Once in a while a Finance Manager in a car dealership will be able to get you a lower interest rate than you can get yourself, and it's perfectly OK to let them arrange your auto financing as long as you follow these simple steps to protect yourself:

  1. This may seem pretty elementary, but always carefully read the loan contract before you sign it - in full!

  2. Always read the monthly payment on the loan contract to be sure it's what you're expecting.

  3. Always read the interest rate on the loan contract to be sure it's what you were told.

  4. Check the "Amount Financed" on the loan contact to make sure it's what you're expecting.

  5. Make sure the "term of the loan" in months, is what you are expecting. In other words if you were told you would have 48 payments (or whatever they told you) make sure that's what the contract reads.

  6. Make sure the loan contract shows your "cash down" including any rebates listed in the appropriate location.

  7. Read the loan contract and the sales order carefully to make sure they are not adding things like credit life insurance and or disability insurance, an extended warranty, GAP insurance (which is good to have, but that's for another discussion), or anything else such as window etching, appearance protection package, etc. unless you actually want some of these items.

  8. Some other important items to watch out for are:

  9. Remember that if you have a trade-in with a payoff that the payoff will be added back into the new loan and it will raise the "Amount Financed" so be ready for the shock.

  10. If you do indeed have a trade-in with a payoff make sure you get a signed, written statement from the dealership stating that they will indeed pay off your trade-in loan, and make sure there is a date on the statement as to when the payoff will be made.

  11. Last, but certainly not least, get a written and signed statement from the Finance Manager or the Sales Manager stating that your auto loan is already approved by the loan institution that is taking your loan. If the loan is not actually approved yet don't sign the paperwork and don't take the car until it is.

    And don't take anybody's word for it. If they have an official auto loan approval for you then they have it in writing or digitally on their computer. Make them show it to you.

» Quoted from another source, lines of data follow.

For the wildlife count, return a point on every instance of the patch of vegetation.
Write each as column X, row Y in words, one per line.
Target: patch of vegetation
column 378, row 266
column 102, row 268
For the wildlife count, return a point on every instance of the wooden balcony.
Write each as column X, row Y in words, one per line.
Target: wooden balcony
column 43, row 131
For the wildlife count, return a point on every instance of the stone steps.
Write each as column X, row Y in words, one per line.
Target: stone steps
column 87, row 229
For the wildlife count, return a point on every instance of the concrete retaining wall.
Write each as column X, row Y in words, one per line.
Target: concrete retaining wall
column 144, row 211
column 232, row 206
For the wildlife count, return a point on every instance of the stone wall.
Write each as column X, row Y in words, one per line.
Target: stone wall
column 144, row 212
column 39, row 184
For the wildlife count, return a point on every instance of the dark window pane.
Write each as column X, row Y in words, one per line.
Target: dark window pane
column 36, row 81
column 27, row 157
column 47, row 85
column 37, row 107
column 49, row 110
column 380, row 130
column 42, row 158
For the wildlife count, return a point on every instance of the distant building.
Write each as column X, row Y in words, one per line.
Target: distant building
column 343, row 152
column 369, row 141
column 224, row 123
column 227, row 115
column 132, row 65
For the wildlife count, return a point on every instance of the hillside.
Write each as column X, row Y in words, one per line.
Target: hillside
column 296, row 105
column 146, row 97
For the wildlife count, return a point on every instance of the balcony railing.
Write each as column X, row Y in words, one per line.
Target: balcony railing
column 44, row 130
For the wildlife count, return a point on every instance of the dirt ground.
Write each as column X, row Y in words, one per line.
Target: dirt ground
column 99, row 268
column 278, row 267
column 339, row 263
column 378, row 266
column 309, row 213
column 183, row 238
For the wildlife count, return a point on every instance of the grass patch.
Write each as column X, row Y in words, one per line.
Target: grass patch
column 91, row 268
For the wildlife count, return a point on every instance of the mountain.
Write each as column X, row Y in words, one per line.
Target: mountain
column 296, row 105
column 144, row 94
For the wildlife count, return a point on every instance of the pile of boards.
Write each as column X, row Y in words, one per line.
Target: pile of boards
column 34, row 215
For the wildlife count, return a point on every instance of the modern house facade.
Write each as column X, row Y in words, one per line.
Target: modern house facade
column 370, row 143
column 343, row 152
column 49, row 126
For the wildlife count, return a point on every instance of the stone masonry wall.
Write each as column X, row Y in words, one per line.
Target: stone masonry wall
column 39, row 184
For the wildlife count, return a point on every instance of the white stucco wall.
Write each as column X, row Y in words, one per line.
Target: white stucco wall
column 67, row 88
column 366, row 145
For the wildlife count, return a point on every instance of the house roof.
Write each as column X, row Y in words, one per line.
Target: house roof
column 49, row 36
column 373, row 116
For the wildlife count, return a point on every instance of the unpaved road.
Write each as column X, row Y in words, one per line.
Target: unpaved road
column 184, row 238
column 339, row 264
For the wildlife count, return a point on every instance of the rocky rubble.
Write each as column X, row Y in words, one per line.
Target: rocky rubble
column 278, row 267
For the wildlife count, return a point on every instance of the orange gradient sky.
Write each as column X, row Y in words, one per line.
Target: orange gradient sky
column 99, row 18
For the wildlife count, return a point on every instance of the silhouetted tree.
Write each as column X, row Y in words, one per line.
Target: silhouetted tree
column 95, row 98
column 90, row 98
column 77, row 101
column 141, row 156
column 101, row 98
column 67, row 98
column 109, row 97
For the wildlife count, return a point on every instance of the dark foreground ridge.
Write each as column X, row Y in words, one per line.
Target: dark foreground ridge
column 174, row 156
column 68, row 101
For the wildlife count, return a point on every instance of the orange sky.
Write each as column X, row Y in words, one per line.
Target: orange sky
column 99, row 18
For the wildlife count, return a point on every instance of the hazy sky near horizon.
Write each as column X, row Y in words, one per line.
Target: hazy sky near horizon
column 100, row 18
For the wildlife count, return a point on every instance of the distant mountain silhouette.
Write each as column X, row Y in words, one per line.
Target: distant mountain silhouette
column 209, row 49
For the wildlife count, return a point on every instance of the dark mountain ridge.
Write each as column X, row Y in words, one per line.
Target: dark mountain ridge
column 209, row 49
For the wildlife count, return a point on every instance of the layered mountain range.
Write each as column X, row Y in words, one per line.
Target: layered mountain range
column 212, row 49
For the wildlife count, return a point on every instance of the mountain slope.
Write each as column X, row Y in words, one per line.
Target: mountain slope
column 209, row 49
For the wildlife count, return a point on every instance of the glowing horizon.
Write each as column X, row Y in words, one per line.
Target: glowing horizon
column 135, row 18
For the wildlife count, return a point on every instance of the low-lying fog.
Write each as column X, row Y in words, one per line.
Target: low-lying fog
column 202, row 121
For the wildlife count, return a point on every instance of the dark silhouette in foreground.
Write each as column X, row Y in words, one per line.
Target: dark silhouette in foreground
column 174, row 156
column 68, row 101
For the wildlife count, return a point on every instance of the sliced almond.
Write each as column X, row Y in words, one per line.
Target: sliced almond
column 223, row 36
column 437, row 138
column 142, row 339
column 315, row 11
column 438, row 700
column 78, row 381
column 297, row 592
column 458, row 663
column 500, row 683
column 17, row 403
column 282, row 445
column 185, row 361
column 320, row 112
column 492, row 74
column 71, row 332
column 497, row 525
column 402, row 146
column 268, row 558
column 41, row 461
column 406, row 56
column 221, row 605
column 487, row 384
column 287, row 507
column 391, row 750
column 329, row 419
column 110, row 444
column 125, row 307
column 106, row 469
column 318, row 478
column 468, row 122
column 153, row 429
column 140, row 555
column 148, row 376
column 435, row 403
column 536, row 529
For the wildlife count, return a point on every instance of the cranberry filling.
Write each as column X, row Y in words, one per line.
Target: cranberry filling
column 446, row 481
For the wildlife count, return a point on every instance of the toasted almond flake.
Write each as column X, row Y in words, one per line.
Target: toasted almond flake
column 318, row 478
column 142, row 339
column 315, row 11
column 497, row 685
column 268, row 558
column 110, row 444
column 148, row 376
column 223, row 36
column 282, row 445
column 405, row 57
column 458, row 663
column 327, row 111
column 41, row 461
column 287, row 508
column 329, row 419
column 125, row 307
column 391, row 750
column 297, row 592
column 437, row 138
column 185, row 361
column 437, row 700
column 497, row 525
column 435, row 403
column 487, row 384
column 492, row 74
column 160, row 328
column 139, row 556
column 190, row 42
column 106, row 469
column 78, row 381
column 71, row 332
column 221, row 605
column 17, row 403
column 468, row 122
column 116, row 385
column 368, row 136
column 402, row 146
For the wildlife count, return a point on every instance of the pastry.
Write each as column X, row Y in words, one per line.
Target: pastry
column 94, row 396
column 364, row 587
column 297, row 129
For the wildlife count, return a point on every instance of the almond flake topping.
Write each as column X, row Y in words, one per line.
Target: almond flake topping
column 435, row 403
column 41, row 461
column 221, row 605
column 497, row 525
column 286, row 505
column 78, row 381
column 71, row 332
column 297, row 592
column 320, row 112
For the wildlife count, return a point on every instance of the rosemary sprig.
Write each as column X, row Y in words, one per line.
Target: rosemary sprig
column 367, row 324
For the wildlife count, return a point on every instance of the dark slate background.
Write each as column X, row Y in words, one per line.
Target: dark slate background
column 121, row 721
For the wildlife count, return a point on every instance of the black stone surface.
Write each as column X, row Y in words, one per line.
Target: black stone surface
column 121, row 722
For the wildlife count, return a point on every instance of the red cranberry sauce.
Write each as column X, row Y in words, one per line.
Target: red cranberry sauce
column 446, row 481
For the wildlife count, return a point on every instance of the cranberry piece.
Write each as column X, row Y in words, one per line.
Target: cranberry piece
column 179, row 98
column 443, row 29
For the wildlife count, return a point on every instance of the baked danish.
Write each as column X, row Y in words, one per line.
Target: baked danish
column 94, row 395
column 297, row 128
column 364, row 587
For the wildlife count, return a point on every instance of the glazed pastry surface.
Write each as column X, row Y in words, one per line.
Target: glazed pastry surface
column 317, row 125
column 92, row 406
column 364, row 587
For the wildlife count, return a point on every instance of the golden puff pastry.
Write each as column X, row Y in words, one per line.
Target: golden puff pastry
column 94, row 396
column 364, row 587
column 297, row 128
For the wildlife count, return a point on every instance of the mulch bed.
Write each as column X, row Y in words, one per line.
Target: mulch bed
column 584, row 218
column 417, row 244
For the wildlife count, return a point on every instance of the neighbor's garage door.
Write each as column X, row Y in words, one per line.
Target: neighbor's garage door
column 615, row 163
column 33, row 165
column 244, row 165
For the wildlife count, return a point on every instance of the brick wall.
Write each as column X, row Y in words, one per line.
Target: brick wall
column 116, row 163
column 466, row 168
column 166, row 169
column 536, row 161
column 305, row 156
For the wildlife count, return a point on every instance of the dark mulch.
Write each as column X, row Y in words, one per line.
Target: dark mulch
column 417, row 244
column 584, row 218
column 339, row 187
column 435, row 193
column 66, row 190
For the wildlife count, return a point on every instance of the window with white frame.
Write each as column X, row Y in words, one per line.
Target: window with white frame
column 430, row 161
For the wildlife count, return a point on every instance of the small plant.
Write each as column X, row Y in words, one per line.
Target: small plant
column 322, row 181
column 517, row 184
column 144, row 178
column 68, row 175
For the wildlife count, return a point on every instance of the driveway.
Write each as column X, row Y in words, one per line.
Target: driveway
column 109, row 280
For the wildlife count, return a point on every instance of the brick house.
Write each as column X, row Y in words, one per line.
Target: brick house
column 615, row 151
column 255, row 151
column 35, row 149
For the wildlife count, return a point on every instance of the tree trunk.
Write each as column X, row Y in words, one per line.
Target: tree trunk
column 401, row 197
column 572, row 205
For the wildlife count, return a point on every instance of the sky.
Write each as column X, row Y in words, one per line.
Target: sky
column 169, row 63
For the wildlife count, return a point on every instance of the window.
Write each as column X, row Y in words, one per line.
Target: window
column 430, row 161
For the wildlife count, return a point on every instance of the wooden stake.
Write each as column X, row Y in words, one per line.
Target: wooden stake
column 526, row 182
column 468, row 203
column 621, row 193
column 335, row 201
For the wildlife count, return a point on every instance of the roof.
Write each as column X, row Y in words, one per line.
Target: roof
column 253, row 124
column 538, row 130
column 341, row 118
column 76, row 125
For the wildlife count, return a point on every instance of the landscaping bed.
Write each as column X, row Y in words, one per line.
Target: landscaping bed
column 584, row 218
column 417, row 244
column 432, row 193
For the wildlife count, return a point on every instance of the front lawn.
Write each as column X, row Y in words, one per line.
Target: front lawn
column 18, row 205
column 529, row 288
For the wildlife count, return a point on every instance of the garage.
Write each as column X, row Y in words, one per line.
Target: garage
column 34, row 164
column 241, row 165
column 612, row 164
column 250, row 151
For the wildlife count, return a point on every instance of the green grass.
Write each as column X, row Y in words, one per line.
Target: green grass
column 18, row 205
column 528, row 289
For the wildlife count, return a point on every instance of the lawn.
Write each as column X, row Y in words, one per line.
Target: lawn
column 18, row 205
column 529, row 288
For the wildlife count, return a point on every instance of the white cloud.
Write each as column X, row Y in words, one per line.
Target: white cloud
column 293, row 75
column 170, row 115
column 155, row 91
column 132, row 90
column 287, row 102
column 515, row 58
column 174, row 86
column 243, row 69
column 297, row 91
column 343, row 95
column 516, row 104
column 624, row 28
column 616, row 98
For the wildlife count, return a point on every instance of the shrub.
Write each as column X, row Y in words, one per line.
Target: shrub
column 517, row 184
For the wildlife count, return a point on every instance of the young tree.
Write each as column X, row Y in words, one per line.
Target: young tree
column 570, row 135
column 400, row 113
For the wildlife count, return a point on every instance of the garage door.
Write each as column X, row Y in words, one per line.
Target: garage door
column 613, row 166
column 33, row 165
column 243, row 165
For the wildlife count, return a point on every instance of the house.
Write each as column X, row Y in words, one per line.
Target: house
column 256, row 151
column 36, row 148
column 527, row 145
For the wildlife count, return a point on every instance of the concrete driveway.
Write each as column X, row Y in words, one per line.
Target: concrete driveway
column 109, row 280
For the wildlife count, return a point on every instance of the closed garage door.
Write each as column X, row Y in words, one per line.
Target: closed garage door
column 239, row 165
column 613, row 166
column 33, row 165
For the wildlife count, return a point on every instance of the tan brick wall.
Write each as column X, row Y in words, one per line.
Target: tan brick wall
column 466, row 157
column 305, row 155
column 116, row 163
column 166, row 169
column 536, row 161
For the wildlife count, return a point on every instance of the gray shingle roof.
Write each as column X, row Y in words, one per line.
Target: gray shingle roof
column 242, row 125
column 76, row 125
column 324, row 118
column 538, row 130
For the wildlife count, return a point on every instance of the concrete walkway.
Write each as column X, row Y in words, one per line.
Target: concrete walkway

    If you do sign, and the auto loan is not officially approved then they can come back to you and say there was a problem with the financing and they have to charge you a higher rate or take the car back or whatever. At the very least you have to sign a whole new stack of papers, and the odds of them sticking it to you go up significantly. Read "Beware of the Spot Delivery" for more information on this.

    I repeat . . . don't sign or take the vehicle unless the auto loan is officially approved by the lending institution. Make the dealership give you written proof of that fact.

Listen, you may be dealing with a completely honest car dealer as most of them are, but you must protect yourself. You can't just assume that the car dealer is looking out for your best interests. That's your responsibility, and for you to do yourself.